Publishing and media businesses are going through transformation
I took this picture in June 2010 next to Union Square in San Francisco.
I was smoking and wrestling my jetlag in front of Hilton. In the lobby
inside the SemTech 2010 conference attendants were watching a game from
the FIFA World Cup in South Africa. In the picture, the self-service
newspaper stand is empty, except for one free paper. It was not long
ago, in the year 2000, this stand was full. Back than the people in the
Bay area were willing to pay for printed newspapers. But this is no
longer true.
What’s driving this change in publishing and media?
- Widespread and instantaneous distribution of information over the
Internet has turned news into somewhat of a “commodity” and few people
are willing to pay for it - The wealth of free content on YouTube and similar services spoiled the
comfort of many mainstream broadcasters; - Open access publishing has limited academic publishers to sell
journals and books at prices that were considered fair ten years ago.
Alongside other changes in the industry, publishers figured out that it
is critical to add value through better authoring, promotion,
discoverability, delivery and presentation of precious content.
Imagine instant news in context, Imagine personal channels, Imagine … triplestores
While plain news can be created repeatedly, premium content and services
are not as easy to create. Think of an article that not only tells the
new facts, but refers back to previous events and is complemented by an
info-box of relevant facts. It allows one to interpret and comprehend
news more effectively. This is the well-known journalistic aim to put
news in context. It is also well-known that producing such news in “near
real time” is difficult and expensive using legacy processes and content
management technology.
Another example would be a news feed that delivers good coverage of
information relevant to a narrow subject – for example a company, a
story line or a region. Judging by the demand for intelligent press
clipping services like
Factiva, such channels are in
demand but are not straightforward to produce with today’s technology.
Despite the common perception that automated recommendations for related
content and personalized news are technology no-brainers, suggesting
truly relevant content is far from trivial.
Finally, if we use an example in life sciences, the ability to quickly
find scientific articles discussing asthma and x-rays, while searching
for respiration disorders and radiation, requires a search service that
is not easy to deliver.
Many publishers have been pressed to advance their business. This, in
turn, had led to quest to innovate. And semantic technology can help
publishers in two fundamental ways:
- Generation of rich and “meaningful” (trying not to use “semantic” :-)

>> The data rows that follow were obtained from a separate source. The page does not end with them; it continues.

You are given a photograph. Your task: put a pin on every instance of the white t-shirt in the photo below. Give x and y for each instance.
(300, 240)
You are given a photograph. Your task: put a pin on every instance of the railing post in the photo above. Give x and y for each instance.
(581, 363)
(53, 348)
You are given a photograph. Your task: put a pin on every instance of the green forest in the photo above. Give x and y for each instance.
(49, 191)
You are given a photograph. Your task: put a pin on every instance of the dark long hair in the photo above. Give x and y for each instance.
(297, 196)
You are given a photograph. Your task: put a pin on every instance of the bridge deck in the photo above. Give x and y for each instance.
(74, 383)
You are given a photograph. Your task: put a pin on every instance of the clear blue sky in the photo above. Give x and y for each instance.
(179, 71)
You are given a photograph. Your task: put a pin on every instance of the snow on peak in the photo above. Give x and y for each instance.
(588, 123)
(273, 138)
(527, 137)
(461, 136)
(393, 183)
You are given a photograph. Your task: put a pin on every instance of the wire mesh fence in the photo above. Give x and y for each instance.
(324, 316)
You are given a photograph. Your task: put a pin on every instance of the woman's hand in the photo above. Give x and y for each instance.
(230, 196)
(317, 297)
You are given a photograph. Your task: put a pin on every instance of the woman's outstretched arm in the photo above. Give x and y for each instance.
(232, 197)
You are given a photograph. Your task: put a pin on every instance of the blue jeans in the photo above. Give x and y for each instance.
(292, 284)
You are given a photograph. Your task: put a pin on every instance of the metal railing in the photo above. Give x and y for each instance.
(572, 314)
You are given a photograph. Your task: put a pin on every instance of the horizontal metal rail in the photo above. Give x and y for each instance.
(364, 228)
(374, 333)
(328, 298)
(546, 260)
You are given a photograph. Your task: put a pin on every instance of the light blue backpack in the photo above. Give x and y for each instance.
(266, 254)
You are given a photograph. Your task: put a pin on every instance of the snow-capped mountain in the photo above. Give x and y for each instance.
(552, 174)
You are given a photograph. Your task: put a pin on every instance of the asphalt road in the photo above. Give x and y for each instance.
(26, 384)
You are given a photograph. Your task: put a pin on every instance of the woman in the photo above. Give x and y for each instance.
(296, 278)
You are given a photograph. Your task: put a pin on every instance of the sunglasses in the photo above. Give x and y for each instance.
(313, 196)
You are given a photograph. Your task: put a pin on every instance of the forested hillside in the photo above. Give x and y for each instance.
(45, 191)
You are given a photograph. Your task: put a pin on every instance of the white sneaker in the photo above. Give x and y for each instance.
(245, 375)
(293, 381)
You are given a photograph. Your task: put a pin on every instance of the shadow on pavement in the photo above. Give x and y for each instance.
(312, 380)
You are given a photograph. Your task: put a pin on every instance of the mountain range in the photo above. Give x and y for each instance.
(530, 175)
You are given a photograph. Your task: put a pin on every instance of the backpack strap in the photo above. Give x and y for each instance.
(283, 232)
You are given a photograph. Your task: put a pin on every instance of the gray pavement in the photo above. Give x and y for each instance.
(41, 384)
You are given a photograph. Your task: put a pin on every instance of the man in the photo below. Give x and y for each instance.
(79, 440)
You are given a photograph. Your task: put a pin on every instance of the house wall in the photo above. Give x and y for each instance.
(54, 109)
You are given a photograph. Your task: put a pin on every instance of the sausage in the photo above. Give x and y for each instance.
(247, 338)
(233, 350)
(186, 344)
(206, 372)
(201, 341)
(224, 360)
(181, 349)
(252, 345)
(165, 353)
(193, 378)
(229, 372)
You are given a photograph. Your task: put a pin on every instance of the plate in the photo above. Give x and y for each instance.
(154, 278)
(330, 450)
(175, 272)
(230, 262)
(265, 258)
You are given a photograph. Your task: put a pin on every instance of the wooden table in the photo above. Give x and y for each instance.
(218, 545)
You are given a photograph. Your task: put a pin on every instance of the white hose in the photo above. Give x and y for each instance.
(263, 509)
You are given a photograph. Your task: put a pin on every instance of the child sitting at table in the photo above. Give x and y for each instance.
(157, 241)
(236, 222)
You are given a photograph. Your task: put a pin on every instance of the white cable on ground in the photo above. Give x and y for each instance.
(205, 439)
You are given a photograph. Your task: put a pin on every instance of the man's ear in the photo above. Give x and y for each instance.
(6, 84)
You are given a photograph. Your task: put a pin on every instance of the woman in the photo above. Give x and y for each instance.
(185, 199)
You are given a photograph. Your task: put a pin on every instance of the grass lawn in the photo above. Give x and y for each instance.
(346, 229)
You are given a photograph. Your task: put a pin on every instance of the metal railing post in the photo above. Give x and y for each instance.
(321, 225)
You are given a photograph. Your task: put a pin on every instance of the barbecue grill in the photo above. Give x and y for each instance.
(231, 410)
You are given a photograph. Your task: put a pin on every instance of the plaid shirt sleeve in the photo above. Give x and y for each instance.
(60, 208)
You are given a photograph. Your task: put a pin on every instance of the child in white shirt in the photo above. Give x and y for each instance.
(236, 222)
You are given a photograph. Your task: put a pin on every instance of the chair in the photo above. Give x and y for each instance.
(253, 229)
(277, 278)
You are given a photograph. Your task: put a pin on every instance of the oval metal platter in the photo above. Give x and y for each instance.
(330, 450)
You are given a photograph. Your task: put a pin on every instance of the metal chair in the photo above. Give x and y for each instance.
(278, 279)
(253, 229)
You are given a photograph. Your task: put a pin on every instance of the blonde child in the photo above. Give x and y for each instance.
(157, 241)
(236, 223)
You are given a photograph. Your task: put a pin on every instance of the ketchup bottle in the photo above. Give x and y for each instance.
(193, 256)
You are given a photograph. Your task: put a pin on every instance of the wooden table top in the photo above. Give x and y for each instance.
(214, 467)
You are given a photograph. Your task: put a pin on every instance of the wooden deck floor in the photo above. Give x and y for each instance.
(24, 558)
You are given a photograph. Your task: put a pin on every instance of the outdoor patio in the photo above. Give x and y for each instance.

metadata descriptions; - Dynamic retrieval of content, based on this rich metadata, enabling
better delivery.
In this post I write about “semantic annotation” and how it enables
application scenarios like BBC’s Dynamic Semantic Publishing (DSP). I
will also present the business case behind DSP. The final part of the
post is about triplestores – semantic graph database engines, used in
DSP. To be more concrete I write about the Semantic Publishing Benchmark
(SPB), which evaluates the performance of triplestores in DSP scenarios.
Semantic Annotation produces Rich Metadata Descriptions – the fuel for semantic publishing
The most popular meaning of “semantic annotation” is the process of
enrichment of text with links to (descriptions of) concepts and entities
mentioned in the text. This usually means tagging either the entire
document or specific parts of it with identifiers of entities. These
identifiers allow one to retrieve descriptions of the entities and
relations to other entities – additional structured information that
fuels better search and presentation.
The concept of using
text-mining for automatic semantic annotation of text with respect to very large
datasets, such as DBPedia, emerged in early 2000.
In practical terms it means using such large datasets as a sort of
gigantic gazetteer (name lookup tool) and the ability to disambiguate.
Figuring out whether “Paris” in the text refers to the capital of France
or to Paris, Texas, or to Paris Hilton is crucial in such context.
Sometimes this is massively difficult – try to instruct a computer how
to guess whether “Hilton” in the second sentence of this post refers to
a hotel from the chain founded by her grandfather or that I had the
chance to meet Paris Hilton in person on the street in San Francisco.
Today there are plenty of tools (such as the
Ontotext Media and Publishing platform and
DBPedia Spotlight) and services (such as Thomson Reuter’s
OpenCalais and Ontotext’s
S4) that offer automatic semantic annotation.
Although text-mining cannot deliver 100% correct annotations, there are
plenty of scenarios, where technology like this would revoluntionize a
business. This is the case with the Dynamic Semantic Publishing scenario
described below.
The BBC’s Dynamic Semantic Publishing (DSP)
Dynamic Semantic Publishing is a model for using semantic technology in
media developed by a group led by John O’Donovan and Jem Rayfield at the
BBC. The implementation of DSP behind BBC’s FIFA World Cup 2010 website
was the first high-profile success story for usage of semantic
technology in media. It is also the basis for the SPB benchmark –
sufficient reasons to introduce this use case at length below.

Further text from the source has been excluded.